Google's generative AI can now analyze hours of video

Kyle Wiggers

Updated June 5, 2024 at 7:14 p.m.·4 min read

Gemini, Google’s family of generative AI models, can now analyze longer documents, codebases, videos and audio recordings than before.

During a keynote at the Google I/O 2024 developer conference Tuesday, Google announced the private preview of a new version of Gemini 1.5 Pro, the company’s current flagship model, that can take in up to 2 million tokens. That’s double the previous maximum amount.

At 2 million tokens, the new version of Gemini 1.5 Pro supports the largest input of any commercially available model. The next-largest, Anthropic’s Claude 3, tops out at 1 million tokens.

In the AI field, “tokens” refer to subdivided bits of raw data, like the syllables “fan,” “tas” and “tic” in the word “fantastic.” Two million tokens is equivalent to around 1.4 million words, two hours of video or 22 hours of audio.

Beyond being able to analyze large files, models that can take in more tokens can sometimes achieve improved performance.

Unlike models with small maximum token inputs (otherwise known as context), models such as the 2-million-token-input Gemini 1.5 Pro won’t easily “forget” the content of very recent conversations and veer off topic. Large-context models can also better grasp the flow of data they take in — hypothetically, at least — and generate contextually richer responses.

Developers interested in trying Gemini 1.5 Pro with a 2-million-token context can add their names to the waitlist in Google AI Studio, Google’s generative AI dev tool. (Gemini 1.5 Pro with 1-million-token context launches in general availability across Google's developer services and surfaces in the next month.)

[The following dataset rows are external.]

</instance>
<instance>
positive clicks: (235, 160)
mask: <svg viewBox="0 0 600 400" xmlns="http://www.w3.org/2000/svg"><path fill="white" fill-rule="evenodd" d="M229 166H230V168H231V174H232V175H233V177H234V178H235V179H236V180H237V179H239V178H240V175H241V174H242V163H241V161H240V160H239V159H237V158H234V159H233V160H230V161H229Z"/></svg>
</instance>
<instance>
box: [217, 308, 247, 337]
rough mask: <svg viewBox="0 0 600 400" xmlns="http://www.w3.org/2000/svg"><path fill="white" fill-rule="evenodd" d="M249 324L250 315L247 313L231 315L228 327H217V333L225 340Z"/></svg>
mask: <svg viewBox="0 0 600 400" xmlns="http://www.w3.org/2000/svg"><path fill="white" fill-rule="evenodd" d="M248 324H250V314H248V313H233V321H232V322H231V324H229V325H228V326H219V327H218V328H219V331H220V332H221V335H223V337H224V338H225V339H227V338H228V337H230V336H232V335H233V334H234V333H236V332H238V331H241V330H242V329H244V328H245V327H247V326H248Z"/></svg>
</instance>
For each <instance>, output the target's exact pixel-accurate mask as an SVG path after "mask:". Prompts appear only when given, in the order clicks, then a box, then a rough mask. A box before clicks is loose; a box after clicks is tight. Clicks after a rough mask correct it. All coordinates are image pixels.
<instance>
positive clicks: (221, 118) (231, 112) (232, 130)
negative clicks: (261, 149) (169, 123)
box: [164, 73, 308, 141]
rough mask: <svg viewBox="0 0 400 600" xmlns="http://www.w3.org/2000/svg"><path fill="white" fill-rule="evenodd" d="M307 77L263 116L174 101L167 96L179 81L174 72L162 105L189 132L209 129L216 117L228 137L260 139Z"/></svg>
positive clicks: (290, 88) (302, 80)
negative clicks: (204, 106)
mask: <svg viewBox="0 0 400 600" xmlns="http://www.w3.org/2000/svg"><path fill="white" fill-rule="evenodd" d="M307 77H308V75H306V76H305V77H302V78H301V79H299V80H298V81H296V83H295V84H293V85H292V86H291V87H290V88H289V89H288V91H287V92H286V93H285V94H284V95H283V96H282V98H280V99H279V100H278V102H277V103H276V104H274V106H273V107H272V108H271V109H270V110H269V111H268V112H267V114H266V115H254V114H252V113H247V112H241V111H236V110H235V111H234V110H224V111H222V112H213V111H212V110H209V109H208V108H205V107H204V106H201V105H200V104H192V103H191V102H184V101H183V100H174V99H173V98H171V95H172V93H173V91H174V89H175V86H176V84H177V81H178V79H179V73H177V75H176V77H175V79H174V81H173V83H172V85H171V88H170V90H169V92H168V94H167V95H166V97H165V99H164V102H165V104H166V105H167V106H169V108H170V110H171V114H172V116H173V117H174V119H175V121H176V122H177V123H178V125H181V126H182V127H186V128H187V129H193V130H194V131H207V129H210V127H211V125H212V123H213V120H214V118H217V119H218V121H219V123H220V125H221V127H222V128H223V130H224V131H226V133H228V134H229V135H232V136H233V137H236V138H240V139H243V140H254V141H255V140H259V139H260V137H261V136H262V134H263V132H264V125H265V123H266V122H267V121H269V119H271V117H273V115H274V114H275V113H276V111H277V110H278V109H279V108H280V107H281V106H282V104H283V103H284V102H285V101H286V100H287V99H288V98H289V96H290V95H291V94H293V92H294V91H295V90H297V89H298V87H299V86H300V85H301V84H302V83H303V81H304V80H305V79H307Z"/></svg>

Beyond the larger context window, Google says that Gemini 1.5 Pro has been “enhanced” over the last few months through algorithmic improvements. It’s better at code generation, logical reasoning and planning, multi-turn conversation, and audio and image understanding, Google says. And in the Gemini API and AI Studio, 1.5 Pro can now reason across audio in addition to images and video — and be “steered” through a capability called system instructions.

Gemini 1.5 Flash, a faster model

For less demanding applications, Google’s launching in public preview Gemini 1.5 Flash, a “distilled” version of Gemini 1.5 Pro that’s small and efficient model built for “narrow,” “high-frequency” generative AI workloads. Flash — which has up to a 2-million-token context window — is multimodal like Gemini 1.5 Pro, meaning it can analyze audio, video and images as well as text (but it generates only text).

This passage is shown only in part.